L’auteure, qui est chroniqueuse à La Presse, a écrit ces quelque 200 pages en se basant sur des souvenirs familiaux, mais aussi sur la mémoire collective du peuple arménien. « Certains personnages du livre sont inspirés de gens de ma famille », explique Rima Elkouri lors d’une entrevue avec le Montréal Campus. L’histoire est « inspirée d’un voyage que j’ai moi-même fait [alors que j’étais] sur les traces du village que ma famille a dû quitter en 1915 », ajoute-t-elle. La couverture du livre arbore d’ailleurs une photo de l’ascendance de l’auteure, sur laquelle on peut voir son arrière-grand-mère avec sa fille et sa belle-fille, toutes survivantes du génocide. C’est cette photo qui a originellement incité la journaliste à écrire sur ce passé familial.
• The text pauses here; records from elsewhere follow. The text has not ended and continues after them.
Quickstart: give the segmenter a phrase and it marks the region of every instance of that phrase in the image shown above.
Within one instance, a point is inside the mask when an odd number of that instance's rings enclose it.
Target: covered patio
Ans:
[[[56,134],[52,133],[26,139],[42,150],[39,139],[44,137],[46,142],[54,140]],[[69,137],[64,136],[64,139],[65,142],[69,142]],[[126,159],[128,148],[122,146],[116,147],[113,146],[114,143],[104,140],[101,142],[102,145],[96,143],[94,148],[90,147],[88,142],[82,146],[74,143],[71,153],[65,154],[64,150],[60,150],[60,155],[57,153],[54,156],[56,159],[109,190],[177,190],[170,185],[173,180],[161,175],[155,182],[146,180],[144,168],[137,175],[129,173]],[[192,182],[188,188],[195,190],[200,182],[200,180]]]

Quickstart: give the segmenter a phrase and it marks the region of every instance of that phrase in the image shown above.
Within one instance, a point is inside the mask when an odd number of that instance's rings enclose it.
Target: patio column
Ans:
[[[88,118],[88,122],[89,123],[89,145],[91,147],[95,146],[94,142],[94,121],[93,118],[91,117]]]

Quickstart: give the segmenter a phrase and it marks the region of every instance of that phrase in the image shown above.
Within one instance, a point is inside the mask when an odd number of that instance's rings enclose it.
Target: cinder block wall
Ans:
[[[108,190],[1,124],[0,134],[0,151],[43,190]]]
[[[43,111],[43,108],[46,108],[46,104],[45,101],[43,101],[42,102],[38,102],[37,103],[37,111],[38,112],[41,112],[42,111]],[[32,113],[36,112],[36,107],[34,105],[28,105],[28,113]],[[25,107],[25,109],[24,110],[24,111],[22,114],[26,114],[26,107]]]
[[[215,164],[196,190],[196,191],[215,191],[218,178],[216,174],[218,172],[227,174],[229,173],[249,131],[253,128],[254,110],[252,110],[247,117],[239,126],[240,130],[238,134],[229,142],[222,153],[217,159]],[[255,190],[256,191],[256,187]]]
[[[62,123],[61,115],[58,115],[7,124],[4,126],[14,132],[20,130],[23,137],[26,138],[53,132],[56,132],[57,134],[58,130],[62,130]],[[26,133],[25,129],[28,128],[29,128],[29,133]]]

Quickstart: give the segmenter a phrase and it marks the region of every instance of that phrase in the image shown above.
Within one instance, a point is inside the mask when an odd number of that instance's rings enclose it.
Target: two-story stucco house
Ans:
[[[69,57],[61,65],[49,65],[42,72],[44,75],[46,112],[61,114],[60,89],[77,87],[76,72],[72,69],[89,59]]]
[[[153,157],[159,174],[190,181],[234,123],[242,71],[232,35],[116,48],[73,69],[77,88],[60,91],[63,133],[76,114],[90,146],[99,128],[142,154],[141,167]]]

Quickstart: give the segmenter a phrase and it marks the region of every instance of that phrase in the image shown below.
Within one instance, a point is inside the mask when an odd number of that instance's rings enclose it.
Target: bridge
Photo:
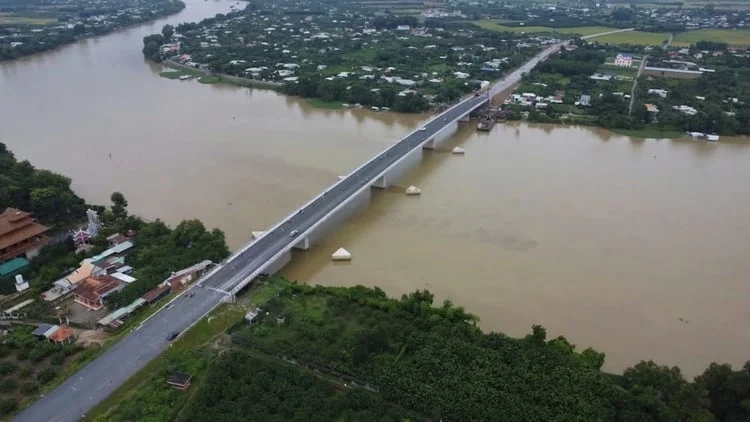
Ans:
[[[559,50],[545,49],[479,96],[463,99],[371,158],[308,203],[251,241],[223,265],[190,289],[165,304],[133,332],[97,359],[40,397],[14,420],[29,422],[79,420],[106,399],[137,371],[167,349],[167,335],[184,333],[222,302],[234,296],[261,273],[273,273],[291,259],[291,249],[310,248],[317,239],[346,217],[347,206],[369,195],[371,187],[385,188],[419,162],[423,148],[435,148],[455,130],[458,121],[516,84],[524,73]],[[351,207],[349,207],[351,208]]]

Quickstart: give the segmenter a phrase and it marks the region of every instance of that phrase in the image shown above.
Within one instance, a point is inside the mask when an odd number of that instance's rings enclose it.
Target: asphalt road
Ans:
[[[517,83],[523,73],[554,52],[557,46],[540,53],[519,69],[497,82],[491,88],[495,95]],[[378,154],[371,161],[333,185],[324,194],[305,207],[287,217],[274,229],[257,239],[249,247],[190,290],[194,297],[183,295],[168,308],[155,314],[136,331],[123,338],[96,360],[68,378],[64,383],[37,400],[14,420],[23,422],[69,422],[77,421],[99,402],[107,398],[130,376],[169,347],[167,335],[173,331],[183,332],[208,313],[229,291],[262,268],[279,252],[288,249],[313,225],[330,213],[363,186],[371,183],[398,159],[420,147],[446,125],[472,111],[487,96],[469,97],[444,113],[427,122],[401,141]],[[300,237],[292,237],[293,230]]]

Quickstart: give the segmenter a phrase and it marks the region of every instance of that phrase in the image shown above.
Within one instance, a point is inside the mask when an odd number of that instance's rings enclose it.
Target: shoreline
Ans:
[[[132,24],[129,24],[129,25],[118,26],[117,28],[113,28],[111,31],[103,32],[101,34],[82,35],[82,36],[80,36],[78,38],[75,38],[72,42],[64,43],[64,44],[59,44],[59,45],[57,45],[57,46],[55,46],[53,48],[50,48],[48,50],[37,51],[36,53],[26,54],[26,55],[23,55],[23,56],[16,57],[15,59],[0,60],[0,64],[3,64],[3,63],[14,63],[14,62],[17,62],[19,60],[26,59],[28,57],[37,57],[40,54],[45,54],[45,53],[50,53],[50,52],[53,52],[53,51],[57,51],[57,50],[60,50],[62,48],[68,47],[70,45],[76,44],[76,43],[81,42],[81,41],[86,41],[86,40],[89,40],[89,39],[95,39],[95,38],[99,38],[99,37],[104,37],[104,36],[112,35],[112,34],[114,34],[116,32],[124,31],[126,29],[135,28],[135,27],[140,26],[140,25],[150,24],[152,22],[158,21],[159,19],[164,19],[164,18],[168,18],[170,16],[177,15],[179,13],[184,12],[185,9],[187,8],[187,4],[185,4],[184,1],[182,1],[182,0],[179,0],[179,1],[180,1],[180,3],[182,3],[182,8],[180,10],[176,11],[176,12],[167,13],[165,15],[159,15],[159,16],[155,17],[154,19],[149,19],[149,20],[142,21],[142,22],[137,22],[137,23],[132,23]]]
[[[204,84],[224,83],[226,85],[239,86],[243,88],[262,88],[262,89],[270,89],[274,91],[283,85],[279,82],[259,81],[257,79],[248,79],[248,78],[243,78],[240,76],[227,75],[225,73],[213,73],[207,70],[196,69],[194,67],[186,66],[184,64],[177,63],[170,59],[163,60],[161,63],[157,63],[157,64],[160,64],[166,68],[175,69],[177,71],[187,72],[188,74],[191,74],[194,76],[200,76],[198,82],[204,83]],[[160,72],[159,76],[163,76],[162,73],[163,72]],[[206,77],[209,77],[209,78],[213,77],[216,79],[210,80],[210,81],[200,80]]]

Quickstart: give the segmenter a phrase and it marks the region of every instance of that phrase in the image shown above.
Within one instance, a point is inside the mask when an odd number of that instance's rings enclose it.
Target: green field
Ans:
[[[323,101],[320,98],[308,98],[307,102],[315,108],[326,108],[328,110],[339,110],[344,108],[341,101]]]
[[[593,40],[606,44],[631,44],[660,46],[669,39],[669,34],[658,32],[630,31],[617,34],[603,35]]]
[[[698,29],[681,32],[675,35],[672,44],[689,46],[698,41],[725,42],[729,45],[748,46],[750,45],[750,30]]]
[[[536,33],[536,32],[558,32],[561,34],[593,35],[601,32],[615,31],[617,28],[607,26],[578,26],[571,28],[552,28],[548,26],[507,26],[491,20],[478,20],[472,22],[480,28],[498,32]]]
[[[50,17],[14,16],[11,13],[0,12],[0,25],[49,25],[57,22]]]

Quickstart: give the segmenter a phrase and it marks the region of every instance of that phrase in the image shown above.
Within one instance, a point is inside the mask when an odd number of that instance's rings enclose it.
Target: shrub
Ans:
[[[14,399],[7,398],[0,400],[0,415],[7,415],[16,410],[16,407],[18,407],[18,403]]]
[[[13,378],[5,378],[0,381],[0,392],[10,393],[18,387],[18,383]]]
[[[34,369],[30,366],[22,366],[21,369],[18,371],[18,375],[20,375],[23,378],[26,378],[34,373]]]
[[[21,385],[21,392],[28,395],[39,391],[39,386],[35,382],[25,382]]]
[[[52,355],[52,364],[53,365],[62,365],[65,362],[65,353],[63,352],[57,352],[54,355]]]
[[[42,370],[42,372],[39,373],[39,375],[36,376],[36,380],[39,381],[39,384],[47,384],[48,382],[55,379],[57,376],[57,371],[55,371],[55,368],[47,368]]]
[[[17,368],[18,365],[13,362],[0,362],[0,375],[12,374]]]

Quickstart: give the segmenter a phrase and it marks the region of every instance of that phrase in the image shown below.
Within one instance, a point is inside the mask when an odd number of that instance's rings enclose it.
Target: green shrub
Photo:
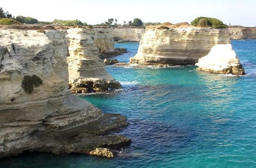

En plus des passages authentiques approchant d’une autofiction, le récit est narré à la première personne, créant un sentiment d’intimité avec la protagoniste. Il y a aussi quelques expressions arabes qui immergent davantage le lecteur dans la culture du pays où l’histoire se déroule. D’ailleurs, Rima Elkouri réussit d’une main de maître à faire vivre des émotions à ses lecteurs et lectrices, qu’il s’agisse de dégoût, de colère, de tristesse ou bien d’empathie. Des moments aussi bien révoltants que touchants tapissent l’entièreté de l’oeuvre et nous permettent de comprendre un peu mieux la réalité de certains immigrants. 

Nommer les souvenirs

Ce qui est le plus remarquable de ce premier roman est la manière dont le silence est raconté. Un mutisme qui a duré des décennies et qui perdure encore puisque la Turquie nie ses crimes. « C’est un sentiment étrange de mettre des mots sur le silence », explique Rima Elkouri, qui a pourtant réussi avec brio à exprimer ce qui ne se dit pas. Le génocide « était une question enfouie dans le silence. Les réfugiés pensent à l’avenir, à leurs enfants. Regarder en arrière, on ne perd pas de temps avec ça. On ne m’a jamais transmis cette mémoire-là jusqu’à ce je fasse mes recherches moi-même », souligne celle qui a passé cinq étés à travailler cette histoire.

La tâche la plus ardue pour l’auteure a d’ailleurs été de se dissocier de ses réflexes journalistiques. « Le cerveau de la journaliste et le cerveau de l’écrivaine, c’est deux cerveaux différents. […] Au lieu d’avoir tes antennes tournées vers l’extérieur, tu es plutôt tournée vers l’intérieur », précise la titulaire d’une maîtrise en littérature comparée de l’Université de Montréal. Sa plume journalistique transparaît toutefois à travers son roman par le biais de références très pointues qui proviennent d’entrevues avec des survivants et des survivantes réalisées lors d’un voyage au Moyen-Orient.

Manam, bien qu’étant une fiction, possède des thématiques semblables au premier livre de l’auteure sorti en 2014, le recueil Pas envie d’être arabe: chroniques et reportages, 2000-2014, dont le titre est plutôt éloquent. 

Malgré le sujet délicat, Rima Elkouri a écrit une oeuvre qu’il fait bon de lire grâce à la tendresse qui se trouve dans chacun des chapitres. Un premier roman qui marie douceur et souffrance habilement et dont on retient surtout l’espoir.